A decisão vale para juízes e ministros do Superior Tribunal de Justiça (STJ), mas não se aplica aos ministros do próprio STF.
Caso analisado
A decisão foi tomada durante a análise de uma ação apresentada por um juiz afastado do Tribunal de Justiça do Rio de Janeiro (TJ-RJ), que buscava anular decisões do CNJ que resultaram em sua aposentadoria compulsória.
O magistrado atuava na Comarca de Mangaratiba (RJ) e foi punido após investigações apontarem diversas irregularidades em sua atuação.

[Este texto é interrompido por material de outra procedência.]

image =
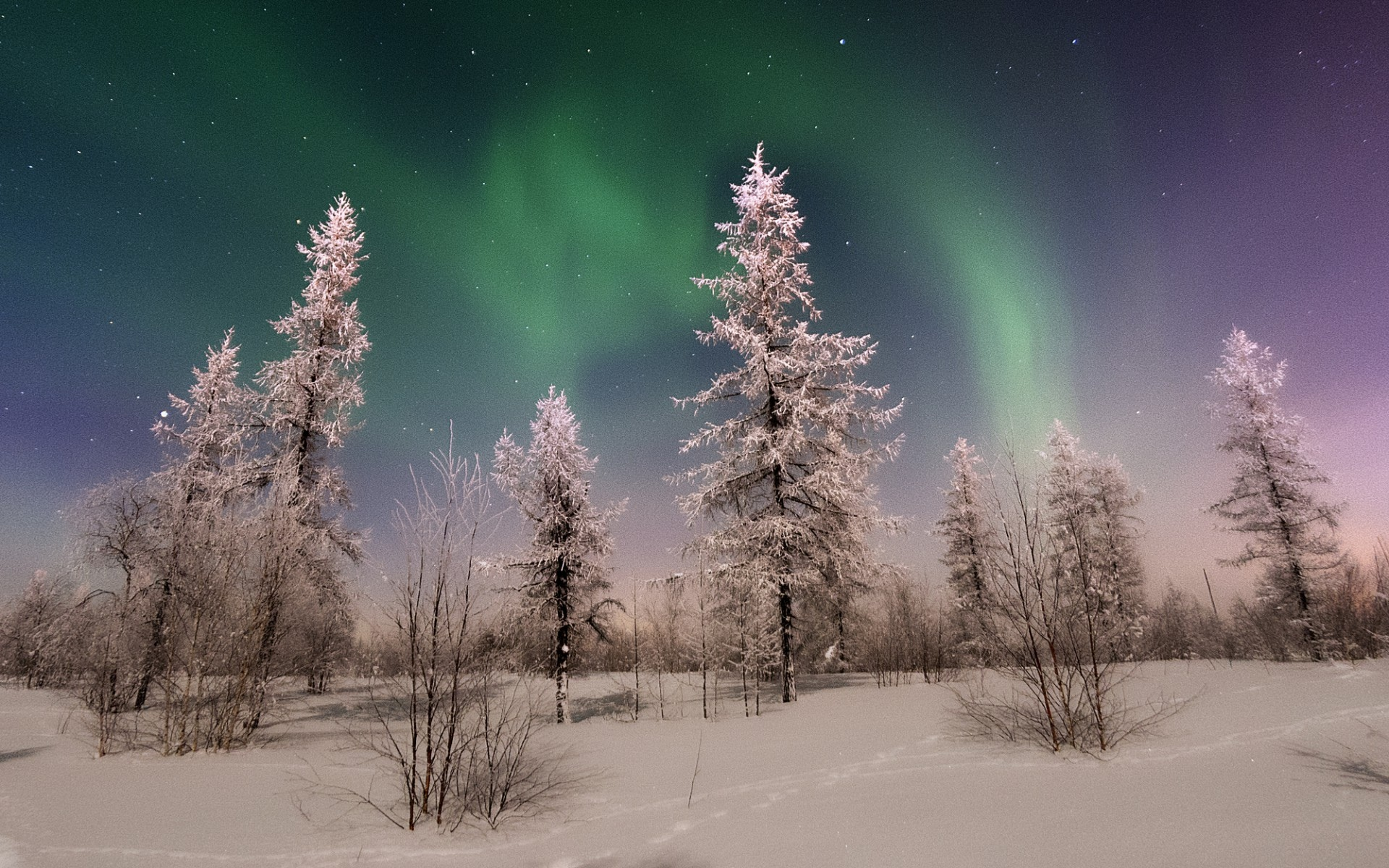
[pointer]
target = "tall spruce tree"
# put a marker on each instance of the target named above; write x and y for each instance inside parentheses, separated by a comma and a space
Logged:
(199, 482)
(1273, 501)
(309, 399)
(788, 492)
(564, 567)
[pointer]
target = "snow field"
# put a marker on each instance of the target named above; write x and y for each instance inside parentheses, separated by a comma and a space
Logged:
(1268, 765)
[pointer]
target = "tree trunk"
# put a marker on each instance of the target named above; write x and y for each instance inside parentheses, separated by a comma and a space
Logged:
(786, 626)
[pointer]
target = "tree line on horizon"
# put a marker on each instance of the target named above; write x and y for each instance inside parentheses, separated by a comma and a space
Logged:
(234, 553)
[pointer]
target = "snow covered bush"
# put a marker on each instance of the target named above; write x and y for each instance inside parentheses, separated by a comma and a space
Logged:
(1058, 606)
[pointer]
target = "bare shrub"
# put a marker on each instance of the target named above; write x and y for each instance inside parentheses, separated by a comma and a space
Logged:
(1182, 626)
(1056, 647)
(903, 634)
(504, 773)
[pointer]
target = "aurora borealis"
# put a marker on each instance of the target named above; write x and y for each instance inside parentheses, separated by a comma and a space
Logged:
(1038, 208)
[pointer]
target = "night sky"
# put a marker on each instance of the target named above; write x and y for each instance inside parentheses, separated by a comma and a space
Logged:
(1038, 210)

Entre as condutas apontadas pelo CNJ estão: favorecimento de grupos políticos da cidade;
liberação de bens bloqueados sem manifestação do Ministério Público;
direcionamento de processos para concessão de liminares em benefício de policiais militares ligados a milícias;
irregularidades no julgamento de ações envolvendo policiais militares que buscavam reintegração à corporação;
anotação irregular da sigla “PM” na capa de processos para identificar ações envolvendo policiais militares.
Após ser punido pelo Tribunal de Justiça do Rio de Janeiro e posteriormente pelo CNJ com aposentadoria compulsória, o magistrado acionou o Supremo Tribunal Federal.
A análise do caso levou o ministro Flávio Dino a estabelecer o novo entendimento sobre as punições disciplinares aplicadas a magistrados no país.